In academics, I believe we are largely kicking this challenge down the road. In some institutions, this may be tied to the reemergence of discipline-based clinics, at least for early clinical experiences. I believe these clinics help calibrate early clinical experiences and solidify basic concepts. But even as this occurs, more procedures are being handed to residents, while fewer procedures are available for pre-doctoral students. I have heard it argued that residents in prosthodontics and the increased number of operative dentistry programs are finishing their training with levels of restorative experience somewhat comparable to what pre-doctoral students had 30 years ago. And our pre-doctoral students are graduating with the hope that they will find some way to pay their debts. What is it that we truly expect them to do?

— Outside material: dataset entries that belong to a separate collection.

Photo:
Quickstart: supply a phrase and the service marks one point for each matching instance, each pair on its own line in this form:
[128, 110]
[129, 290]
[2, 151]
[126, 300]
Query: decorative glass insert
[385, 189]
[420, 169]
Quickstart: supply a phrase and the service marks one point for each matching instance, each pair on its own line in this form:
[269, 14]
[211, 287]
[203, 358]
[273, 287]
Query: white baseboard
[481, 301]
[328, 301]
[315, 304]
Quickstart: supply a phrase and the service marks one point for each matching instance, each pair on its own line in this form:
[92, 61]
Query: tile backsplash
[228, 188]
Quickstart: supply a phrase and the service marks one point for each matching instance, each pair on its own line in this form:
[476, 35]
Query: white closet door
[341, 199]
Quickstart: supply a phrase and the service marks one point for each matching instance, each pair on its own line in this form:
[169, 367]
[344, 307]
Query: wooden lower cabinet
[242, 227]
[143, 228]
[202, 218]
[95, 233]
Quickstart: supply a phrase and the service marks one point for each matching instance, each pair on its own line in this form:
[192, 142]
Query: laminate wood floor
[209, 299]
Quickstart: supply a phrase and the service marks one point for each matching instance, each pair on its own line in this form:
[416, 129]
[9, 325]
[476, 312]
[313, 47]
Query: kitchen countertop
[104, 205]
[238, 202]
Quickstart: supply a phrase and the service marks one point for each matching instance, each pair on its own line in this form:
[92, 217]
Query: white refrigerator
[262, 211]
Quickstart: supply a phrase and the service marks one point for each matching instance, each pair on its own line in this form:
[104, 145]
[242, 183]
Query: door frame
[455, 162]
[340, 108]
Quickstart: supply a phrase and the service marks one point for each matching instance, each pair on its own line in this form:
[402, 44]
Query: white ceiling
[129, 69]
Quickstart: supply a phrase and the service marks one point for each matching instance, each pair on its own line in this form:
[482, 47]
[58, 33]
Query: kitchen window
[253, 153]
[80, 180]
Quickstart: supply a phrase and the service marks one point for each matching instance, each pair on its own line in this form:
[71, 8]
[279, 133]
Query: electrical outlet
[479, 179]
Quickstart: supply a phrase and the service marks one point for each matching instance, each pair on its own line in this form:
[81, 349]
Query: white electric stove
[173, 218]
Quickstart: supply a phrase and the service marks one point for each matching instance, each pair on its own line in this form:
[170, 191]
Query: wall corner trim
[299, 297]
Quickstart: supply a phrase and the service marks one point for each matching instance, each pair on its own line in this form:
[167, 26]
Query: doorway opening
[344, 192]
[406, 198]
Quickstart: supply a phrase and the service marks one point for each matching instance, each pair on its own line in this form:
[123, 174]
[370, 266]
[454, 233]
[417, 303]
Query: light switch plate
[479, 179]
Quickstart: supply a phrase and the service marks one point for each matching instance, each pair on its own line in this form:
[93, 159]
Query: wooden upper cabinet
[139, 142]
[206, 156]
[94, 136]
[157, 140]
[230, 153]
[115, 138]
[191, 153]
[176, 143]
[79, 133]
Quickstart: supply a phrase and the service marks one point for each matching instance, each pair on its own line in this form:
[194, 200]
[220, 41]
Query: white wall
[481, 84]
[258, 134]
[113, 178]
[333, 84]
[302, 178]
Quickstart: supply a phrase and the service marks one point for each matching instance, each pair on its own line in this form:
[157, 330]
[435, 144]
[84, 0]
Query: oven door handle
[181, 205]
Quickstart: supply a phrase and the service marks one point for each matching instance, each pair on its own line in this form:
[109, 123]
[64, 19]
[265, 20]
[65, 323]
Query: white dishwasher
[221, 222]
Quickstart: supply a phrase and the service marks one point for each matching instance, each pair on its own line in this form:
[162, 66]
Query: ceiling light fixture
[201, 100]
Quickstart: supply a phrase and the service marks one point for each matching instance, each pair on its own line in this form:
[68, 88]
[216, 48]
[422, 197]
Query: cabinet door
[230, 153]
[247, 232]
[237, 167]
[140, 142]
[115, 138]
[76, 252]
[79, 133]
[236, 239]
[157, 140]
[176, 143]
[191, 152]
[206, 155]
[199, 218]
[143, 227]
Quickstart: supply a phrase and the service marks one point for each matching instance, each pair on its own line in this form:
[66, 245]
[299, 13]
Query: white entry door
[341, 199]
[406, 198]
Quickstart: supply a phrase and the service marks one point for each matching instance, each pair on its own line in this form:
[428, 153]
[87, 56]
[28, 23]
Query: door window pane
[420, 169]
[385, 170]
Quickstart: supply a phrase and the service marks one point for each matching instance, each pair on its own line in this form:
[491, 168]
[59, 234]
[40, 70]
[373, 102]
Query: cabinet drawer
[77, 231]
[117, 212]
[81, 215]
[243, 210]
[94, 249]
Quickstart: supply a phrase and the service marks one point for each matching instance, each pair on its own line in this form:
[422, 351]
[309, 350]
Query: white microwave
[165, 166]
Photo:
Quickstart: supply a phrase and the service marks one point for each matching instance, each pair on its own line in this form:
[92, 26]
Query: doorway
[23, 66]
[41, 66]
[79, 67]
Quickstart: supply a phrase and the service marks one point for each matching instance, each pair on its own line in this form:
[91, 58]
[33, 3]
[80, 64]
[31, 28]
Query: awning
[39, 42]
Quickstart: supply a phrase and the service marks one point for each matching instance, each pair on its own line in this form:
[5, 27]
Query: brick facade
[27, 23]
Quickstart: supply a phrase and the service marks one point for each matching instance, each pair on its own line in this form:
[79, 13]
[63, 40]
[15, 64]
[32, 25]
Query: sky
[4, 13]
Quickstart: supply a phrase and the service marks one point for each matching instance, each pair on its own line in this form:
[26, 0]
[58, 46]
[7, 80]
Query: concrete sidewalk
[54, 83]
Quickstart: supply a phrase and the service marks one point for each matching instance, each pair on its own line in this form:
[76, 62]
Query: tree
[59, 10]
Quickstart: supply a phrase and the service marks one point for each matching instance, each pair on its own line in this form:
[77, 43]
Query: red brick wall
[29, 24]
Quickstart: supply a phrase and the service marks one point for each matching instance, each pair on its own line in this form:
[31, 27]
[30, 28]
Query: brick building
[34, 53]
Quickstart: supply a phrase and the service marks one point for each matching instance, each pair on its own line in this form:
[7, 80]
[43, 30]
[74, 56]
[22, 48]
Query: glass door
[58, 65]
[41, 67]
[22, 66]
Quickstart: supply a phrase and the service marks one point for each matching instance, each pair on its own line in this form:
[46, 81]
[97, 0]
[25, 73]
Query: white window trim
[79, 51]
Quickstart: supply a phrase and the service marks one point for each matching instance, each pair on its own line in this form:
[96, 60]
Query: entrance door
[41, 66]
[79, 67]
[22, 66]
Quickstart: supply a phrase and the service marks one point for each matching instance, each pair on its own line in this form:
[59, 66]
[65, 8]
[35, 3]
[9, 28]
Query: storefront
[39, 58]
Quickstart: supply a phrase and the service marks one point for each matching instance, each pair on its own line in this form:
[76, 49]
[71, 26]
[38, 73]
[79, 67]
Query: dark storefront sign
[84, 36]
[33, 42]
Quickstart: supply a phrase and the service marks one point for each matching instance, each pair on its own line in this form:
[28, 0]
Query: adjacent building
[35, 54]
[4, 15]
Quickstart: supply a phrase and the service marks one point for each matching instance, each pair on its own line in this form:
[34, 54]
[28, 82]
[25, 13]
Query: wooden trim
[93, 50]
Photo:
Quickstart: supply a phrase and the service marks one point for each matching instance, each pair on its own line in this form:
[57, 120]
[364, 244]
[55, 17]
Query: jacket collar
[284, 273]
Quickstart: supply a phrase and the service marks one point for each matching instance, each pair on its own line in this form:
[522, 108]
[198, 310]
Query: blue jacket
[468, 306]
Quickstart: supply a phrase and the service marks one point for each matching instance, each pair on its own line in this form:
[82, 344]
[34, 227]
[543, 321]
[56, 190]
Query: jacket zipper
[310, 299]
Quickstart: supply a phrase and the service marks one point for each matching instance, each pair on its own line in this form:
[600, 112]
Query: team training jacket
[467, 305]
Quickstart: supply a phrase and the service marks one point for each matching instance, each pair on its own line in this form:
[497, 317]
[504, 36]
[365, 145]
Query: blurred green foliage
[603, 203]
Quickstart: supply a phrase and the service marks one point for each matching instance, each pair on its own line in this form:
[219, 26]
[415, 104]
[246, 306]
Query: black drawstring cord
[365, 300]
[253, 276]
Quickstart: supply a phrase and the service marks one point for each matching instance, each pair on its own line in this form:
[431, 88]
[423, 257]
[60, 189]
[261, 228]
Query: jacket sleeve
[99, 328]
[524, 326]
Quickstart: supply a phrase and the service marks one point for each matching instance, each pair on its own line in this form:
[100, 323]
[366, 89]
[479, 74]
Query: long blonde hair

Part of the current environment is the increased number of training programs in operative dentistry that we now see in the United States. For most of my career, there were four such programs. Today, the number is now in double digits. I contend that these and other advanced training and postgraduate year 1 programs will become more important for the next era of dentistry as traditional pre-doctoral programs are less and less able to provide the repetitions beyond competency essential to the training of our next generation of clinicians.

Isn't it time to embrace our reality? I see some progress with the growth of interprofessional education—working with teams of other health care providers in an educational environment. Oral health is an integral part of total health. We must embrace our role as oral health care providers; we contribute to the overall health of the people who come to see us. A dental career that thrives on the traditional restorative approaches of our past is becoming more and more difficult to achieve and, educationally, is being driven into the hands of a fewer number of well-trained practitioners.

Where does that leave the general dentist of the future? When leaving dental school, more advanced training may be a necessity for each new graduate. If so, that training should be available in the graduate's desired area of emphasis. In addition, new dentists must leave school understanding that they are overseeing total oral health care that is a critical component of the overall health of their patients. Knowing how to guide treatment for each patient should be at the core of a general dentist's activity. In this issue of Operative Dentistry, you will find an invited article from last February's Academy of Operative Dentistry Buonocore lecturer, Falk Schwendicke.3 Its content should stimulate thought.

So, why did I jump to academic dentistry? Toward the top of the list of reasons was the desire to help students think less about procedure-driven care and more about total-patient care. What do I see today? Dental education is struggling to cope with what total-patient oral health care looks like in a world where traditional dental diseases do not have a great enough prevalence in the right populations to support all of the dentists being trained, at least not in our historical way of thinking. This in the midst of a remuneration system that demands surgical procedures be accomplished to pay off debt and earn a living. We are at a crossroads, and great leadership is needed to guide us through this period of change.